Pourquoi ? Il estime que l’homme est à la fois génial et stupide. Seuls les génies peuvent inventer des machines plus intelligentes qu’eux-mêmes. N’est-ce pas génial d’avoir inventé des machines capables de nous libérer du “travail tripalium”, de toutes ces tâches répétitives et fastidieuses qui nous empêchent de déployer notre créativité ? Mais n’est-ce pas stupide d’inventer une Intelligence Artificielle (IA) qui dépasse l’intelligence humaine jusqu’à être capable de nous dominer ?
Pour Paul Jorion le moment de la singularité est imminent. C’est ainsi qu’on appelle le tournant de la prise de pouvoir de l’IA sur les humains. Selon lui le problème de la prise de conscience des robots n’est qu’une question de quelques années, le temps de mettre au point le bon logiciel qui fait éprouver aux robots affects et émotions.

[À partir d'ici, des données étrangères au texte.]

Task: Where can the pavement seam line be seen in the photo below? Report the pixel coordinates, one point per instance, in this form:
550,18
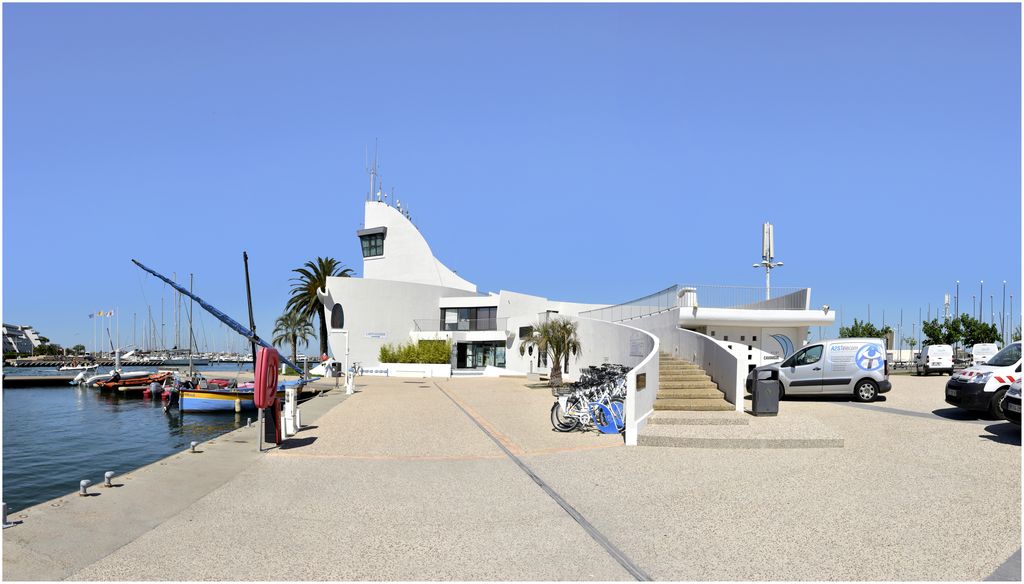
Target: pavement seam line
481,421
613,551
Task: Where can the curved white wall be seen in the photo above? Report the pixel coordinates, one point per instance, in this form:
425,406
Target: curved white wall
407,254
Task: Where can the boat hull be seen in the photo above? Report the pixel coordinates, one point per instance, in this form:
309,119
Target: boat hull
213,401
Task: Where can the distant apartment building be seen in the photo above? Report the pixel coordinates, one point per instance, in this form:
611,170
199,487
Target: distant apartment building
19,338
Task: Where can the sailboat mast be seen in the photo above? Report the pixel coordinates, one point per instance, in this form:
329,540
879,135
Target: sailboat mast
192,369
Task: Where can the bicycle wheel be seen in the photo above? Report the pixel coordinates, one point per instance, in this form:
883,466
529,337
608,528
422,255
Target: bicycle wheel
560,421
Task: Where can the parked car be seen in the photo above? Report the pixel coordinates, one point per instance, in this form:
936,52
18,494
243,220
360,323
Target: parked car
848,366
1011,405
935,359
983,351
981,387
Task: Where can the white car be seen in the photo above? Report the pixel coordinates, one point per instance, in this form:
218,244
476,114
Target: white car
935,359
983,351
982,387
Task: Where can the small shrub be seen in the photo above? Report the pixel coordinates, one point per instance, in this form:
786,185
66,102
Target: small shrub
425,351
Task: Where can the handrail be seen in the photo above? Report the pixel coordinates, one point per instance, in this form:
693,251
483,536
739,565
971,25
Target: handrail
463,325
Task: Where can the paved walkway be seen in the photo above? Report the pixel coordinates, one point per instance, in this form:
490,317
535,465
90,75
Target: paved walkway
464,480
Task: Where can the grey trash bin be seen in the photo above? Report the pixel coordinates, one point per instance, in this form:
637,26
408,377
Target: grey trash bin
765,401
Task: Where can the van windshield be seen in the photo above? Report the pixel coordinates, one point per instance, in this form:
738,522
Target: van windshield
1009,356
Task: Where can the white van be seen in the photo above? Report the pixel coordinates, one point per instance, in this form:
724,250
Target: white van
850,366
983,351
935,359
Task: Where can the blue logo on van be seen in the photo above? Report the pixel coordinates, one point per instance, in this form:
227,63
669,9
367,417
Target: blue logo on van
869,358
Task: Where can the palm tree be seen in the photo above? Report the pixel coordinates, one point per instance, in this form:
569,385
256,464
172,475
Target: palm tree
312,277
292,328
558,337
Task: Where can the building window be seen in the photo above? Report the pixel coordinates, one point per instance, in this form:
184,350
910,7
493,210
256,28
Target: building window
482,319
337,317
373,245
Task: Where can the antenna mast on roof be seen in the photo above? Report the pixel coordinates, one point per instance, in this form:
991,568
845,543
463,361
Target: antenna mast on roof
373,171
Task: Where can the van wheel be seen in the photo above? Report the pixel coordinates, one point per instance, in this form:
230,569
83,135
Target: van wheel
866,390
993,406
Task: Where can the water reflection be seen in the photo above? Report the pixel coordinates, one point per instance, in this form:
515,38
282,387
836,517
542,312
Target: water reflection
54,436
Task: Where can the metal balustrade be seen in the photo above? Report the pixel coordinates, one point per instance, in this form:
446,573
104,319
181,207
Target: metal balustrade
438,325
709,296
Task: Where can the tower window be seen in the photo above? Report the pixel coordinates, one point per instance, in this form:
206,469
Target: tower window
337,317
373,245
373,241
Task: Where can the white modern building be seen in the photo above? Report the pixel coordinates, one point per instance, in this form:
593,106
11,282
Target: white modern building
19,338
407,294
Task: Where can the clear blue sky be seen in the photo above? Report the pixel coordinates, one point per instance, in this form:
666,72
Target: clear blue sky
583,153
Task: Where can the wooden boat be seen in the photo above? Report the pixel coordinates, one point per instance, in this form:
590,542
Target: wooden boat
213,400
138,381
74,367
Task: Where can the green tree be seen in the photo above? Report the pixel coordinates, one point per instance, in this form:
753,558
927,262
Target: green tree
291,328
864,330
558,337
312,278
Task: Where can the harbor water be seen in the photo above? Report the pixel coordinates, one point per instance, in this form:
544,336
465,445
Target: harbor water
55,436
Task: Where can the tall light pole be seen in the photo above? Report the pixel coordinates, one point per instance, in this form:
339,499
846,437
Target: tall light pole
768,255
956,300
1003,328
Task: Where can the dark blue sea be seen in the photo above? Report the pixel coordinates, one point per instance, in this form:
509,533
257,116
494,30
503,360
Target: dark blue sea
55,436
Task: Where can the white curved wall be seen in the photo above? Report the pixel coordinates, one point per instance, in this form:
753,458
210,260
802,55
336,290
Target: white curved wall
407,254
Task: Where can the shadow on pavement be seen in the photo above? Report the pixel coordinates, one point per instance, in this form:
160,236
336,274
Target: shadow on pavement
957,414
1005,432
878,400
297,443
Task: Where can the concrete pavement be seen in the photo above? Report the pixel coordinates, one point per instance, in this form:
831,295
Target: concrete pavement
403,482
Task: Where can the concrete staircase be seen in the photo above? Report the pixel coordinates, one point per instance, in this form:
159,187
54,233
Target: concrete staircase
684,386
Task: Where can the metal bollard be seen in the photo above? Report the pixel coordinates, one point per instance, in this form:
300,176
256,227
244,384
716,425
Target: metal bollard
6,524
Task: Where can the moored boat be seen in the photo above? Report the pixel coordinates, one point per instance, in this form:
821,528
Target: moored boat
134,381
212,400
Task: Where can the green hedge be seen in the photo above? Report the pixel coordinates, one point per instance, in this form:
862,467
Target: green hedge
428,351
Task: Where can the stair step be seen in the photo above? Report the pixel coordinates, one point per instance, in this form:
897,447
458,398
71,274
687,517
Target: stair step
701,404
707,393
684,377
687,385
697,418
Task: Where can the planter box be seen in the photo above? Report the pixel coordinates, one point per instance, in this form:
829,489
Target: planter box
417,370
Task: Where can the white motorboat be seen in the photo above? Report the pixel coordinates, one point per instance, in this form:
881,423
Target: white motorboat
77,368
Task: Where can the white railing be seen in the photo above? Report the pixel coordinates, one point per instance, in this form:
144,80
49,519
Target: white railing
650,304
725,368
749,297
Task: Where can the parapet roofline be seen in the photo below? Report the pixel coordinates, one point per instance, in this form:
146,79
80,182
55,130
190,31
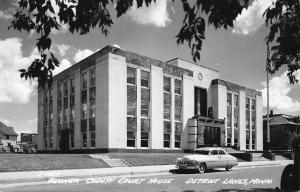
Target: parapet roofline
235,86
193,63
135,58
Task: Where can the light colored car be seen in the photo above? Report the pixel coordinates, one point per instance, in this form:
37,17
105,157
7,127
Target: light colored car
207,158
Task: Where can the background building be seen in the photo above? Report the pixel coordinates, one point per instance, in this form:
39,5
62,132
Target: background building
283,129
115,99
7,135
29,138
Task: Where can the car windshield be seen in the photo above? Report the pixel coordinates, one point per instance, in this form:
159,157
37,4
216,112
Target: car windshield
201,152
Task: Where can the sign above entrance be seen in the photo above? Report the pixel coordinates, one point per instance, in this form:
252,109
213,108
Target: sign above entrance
200,76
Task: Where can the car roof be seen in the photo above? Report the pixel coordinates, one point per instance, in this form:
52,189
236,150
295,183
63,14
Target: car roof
208,148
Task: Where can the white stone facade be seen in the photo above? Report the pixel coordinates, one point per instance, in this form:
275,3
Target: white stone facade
110,110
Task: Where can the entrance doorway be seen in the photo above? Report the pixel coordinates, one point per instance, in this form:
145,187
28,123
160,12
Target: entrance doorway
211,136
200,101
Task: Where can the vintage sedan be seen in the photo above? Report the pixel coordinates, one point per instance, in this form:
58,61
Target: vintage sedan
207,158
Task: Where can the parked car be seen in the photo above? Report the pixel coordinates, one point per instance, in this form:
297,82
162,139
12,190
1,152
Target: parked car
18,149
207,158
30,149
4,148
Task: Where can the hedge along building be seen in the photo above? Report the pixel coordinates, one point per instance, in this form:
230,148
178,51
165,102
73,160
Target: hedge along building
116,100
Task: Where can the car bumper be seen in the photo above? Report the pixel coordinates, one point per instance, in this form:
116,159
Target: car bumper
187,167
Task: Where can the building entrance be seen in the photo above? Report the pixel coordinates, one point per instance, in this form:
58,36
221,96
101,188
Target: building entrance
200,101
211,136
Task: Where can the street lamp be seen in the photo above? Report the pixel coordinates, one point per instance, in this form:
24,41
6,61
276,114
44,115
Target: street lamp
268,69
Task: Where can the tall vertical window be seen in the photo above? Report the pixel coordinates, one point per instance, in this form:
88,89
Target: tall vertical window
72,113
247,123
59,110
131,107
84,109
229,118
66,104
236,119
253,122
92,124
167,112
46,117
178,112
145,108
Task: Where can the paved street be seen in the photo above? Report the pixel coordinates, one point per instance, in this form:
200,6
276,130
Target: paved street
246,179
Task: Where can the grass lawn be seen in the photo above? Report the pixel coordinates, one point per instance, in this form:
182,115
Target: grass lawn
144,159
37,162
141,159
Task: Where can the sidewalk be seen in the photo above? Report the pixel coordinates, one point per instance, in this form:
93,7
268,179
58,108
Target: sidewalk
9,178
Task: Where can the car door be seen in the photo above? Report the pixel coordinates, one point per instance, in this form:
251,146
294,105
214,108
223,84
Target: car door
213,161
223,158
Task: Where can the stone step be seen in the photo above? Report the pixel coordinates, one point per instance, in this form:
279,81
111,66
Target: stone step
280,157
112,162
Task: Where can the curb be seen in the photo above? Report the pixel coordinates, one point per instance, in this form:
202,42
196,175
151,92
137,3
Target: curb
36,181
24,182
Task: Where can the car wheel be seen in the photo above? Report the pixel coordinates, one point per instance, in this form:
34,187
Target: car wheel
228,168
202,168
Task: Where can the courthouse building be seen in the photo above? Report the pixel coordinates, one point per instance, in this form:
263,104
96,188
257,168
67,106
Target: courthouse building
116,100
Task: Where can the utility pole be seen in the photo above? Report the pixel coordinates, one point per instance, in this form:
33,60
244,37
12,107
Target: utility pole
268,116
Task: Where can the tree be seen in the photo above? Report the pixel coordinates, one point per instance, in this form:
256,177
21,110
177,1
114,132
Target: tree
284,36
81,16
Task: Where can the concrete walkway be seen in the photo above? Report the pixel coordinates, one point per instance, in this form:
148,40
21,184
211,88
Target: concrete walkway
8,178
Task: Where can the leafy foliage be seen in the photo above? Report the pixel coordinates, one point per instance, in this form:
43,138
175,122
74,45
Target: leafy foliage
284,36
43,16
81,16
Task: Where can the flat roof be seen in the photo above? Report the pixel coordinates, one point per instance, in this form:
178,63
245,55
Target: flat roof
193,63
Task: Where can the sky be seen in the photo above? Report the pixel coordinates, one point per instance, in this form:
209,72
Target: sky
238,53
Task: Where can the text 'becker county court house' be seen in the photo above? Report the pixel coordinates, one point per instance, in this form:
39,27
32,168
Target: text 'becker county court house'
118,100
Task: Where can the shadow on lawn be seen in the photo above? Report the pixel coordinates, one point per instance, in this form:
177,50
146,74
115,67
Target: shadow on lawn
178,171
240,190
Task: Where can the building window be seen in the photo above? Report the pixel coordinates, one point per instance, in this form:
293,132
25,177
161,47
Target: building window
145,76
72,130
236,118
92,132
229,118
167,134
50,96
236,100
253,104
247,103
253,139
145,108
167,84
145,130
84,81
131,131
236,122
72,86
229,99
84,132
65,89
131,107
131,75
178,112
178,86
84,109
167,112
253,122
247,123
93,101
178,131
59,108
84,104
59,91
92,77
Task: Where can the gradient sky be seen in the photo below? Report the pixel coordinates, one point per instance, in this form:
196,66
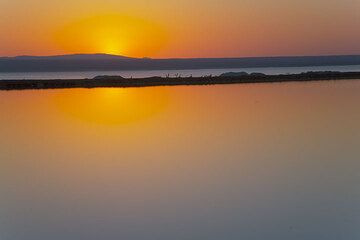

Le genre humain ne parvient pas à se représenter sa propre extinction collective. Déjà l’individu n’arrive pas à se représenter sa propre mort, dit-il. Toutes les civilisations avant nous n’ont-elles pas construit des récits pour en quelque sorte inventer une autre vie – le paradis, la réincarnation ? De même l’homme actuel n’arrive pas à concevoir qu’il est lui-même responsable de la destruction de la planète et de ses ressources vitales.
En attendant cette catastrophe, Paul Jorion propose des solutions pour le temps qui nous reste avant que les robots ne nous remplacent entièrement.